So it’s official… you’ve just been accepted to study abroad! It’s an exciting feeling but it can also be overwhelming. Today we’re giving you some tips on budgeting abroad. Depending on how you feel about math & money, “budgeting” might sound like a bad word. Although penny pinching can seem overwhelming, it’s one of the best ways to make the most of your time abroad. Today we have some tips to make it easier for you!
1. Keep track of exchange rates
Websites like Yahoo post daily exchange rates for all currencies, making it easy for you to check how much your US dollars are worth on any given day. You can monitor these rates for several days, especially if you plan on withdrawing a large chunk of cash. A few percentage points may not seem like a lot, but depending on how much you’re withdrawing, it can add up to hundreds of dollars.

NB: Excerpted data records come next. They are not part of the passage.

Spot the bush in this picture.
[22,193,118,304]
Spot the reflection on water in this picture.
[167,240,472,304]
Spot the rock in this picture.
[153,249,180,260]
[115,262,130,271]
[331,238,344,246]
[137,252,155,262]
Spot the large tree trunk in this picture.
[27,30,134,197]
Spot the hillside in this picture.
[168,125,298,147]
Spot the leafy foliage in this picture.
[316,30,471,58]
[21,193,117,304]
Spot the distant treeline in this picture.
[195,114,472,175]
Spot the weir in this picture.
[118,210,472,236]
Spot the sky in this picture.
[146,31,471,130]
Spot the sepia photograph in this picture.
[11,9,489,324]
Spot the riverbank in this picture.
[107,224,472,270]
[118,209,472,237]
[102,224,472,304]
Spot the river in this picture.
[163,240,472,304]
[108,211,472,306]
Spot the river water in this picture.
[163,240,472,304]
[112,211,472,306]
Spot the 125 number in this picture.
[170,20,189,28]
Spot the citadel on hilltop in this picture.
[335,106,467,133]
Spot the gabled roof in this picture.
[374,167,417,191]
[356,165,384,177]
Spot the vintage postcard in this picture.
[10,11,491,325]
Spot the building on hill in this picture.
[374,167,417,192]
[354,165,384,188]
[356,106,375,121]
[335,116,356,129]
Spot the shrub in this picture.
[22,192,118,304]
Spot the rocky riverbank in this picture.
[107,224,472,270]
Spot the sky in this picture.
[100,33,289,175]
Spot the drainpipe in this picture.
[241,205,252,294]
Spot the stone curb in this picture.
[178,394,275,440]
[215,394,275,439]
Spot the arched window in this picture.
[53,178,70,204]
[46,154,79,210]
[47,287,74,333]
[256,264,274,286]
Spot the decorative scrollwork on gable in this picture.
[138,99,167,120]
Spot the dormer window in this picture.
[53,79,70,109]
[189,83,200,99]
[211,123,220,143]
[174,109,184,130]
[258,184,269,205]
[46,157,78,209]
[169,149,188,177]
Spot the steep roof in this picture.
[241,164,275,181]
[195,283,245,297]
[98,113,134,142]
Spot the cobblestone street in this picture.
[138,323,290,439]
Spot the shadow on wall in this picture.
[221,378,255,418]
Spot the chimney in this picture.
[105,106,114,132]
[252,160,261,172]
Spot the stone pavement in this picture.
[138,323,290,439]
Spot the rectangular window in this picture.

2. Consider ATM fees & avoid cash exchange counters
Even the best student at budgeting abroad can run into problems with ATM fees! If you’re studying abroad for just one semester, and take money out of an ATM twice per week, you likely will end up spending more than $200 on ATM fees. You can limit how often you use ATM’s by withdrawing as much cash as you feel comfortable carrying (We obviously recommend that you purchase a safe or other storage facility to keep in your room for this cash).
Additionally, keep in mind that currency exchange companies often have the worst exchange rates. These companies are often in very convenient places like airports, but with a little planning ahead, you can avoid using them completely and save yourself a lot of money!
3. Come up with a budgeting abroad plan
Taking steps to save money once you arrive is one thing, but it’s important to know how much you’re spending while you’re abroad, too. In fact, not having a budget is one thing our study abroad alumni often say they wish they had done. Sometimes, students who aren’t budgeting abroad end up running out of money for things like souvenirs and fun experiences.
One of the easiest ways to budget is to keep an “envelope system”. Dave Ramsey explains it best: Write down all the various expenses you will have abroad on different envelopes; categories like “groceries,” “eating out,” and “souvenirs”. At the start of every month, place the amount you’ve budgeted for the month inside its prospective envelope. Once the money in the envelope runs out, you know you’re out of money for that category! This is a great way to keep track of your cash while abroad and also learn budgeting skills that you can use no matter where you are in life.
No matter what kind of budgeting system you come up with, make sure your parents or guardians are aware of it too!
4. Consider living with a host family – or trying recipes from your host country at home!
Living with a host family is one of the most budget-friendly options for study abroad students. These families provide at least one meal per day. In addition, students have the chance to try authentic cooking from their host country – it’s a win-win! Be sure to check if host families are available in your study abroad location.
Here’s another tip that, with practice, you can take home with you! Studying abroad provides the priceless opportunity to try foods from around the world, but that doesn’t mean you can afford to do that for every meal. Instead, try asking locals or your resident director for classic recipes to try, and making them yourself! Again, this depends on your living situation and if you’ll have a kitchenette. It’s a good question to ask as you figure out your housing.
5. Check your credit card company’s currency conversion fees
If you’re going the credit card route while abroad, be sure to call your credit card company to confirm how much they charge for a currency conversion fee. Usually, this around 1-2%, which is sometimes a far better fee than an ATM withdrawal fee or currency exchange rate. There are also some credit card options that offer zero fees. Do some calling around to see if you qualify.
The important thing to remember is that budgeting abroad makes it possible to make the most of your experience.
When you’re mindful of your finances, you create more money to travel to other countries, more time to volunteer or give back, and you create more priceless memories.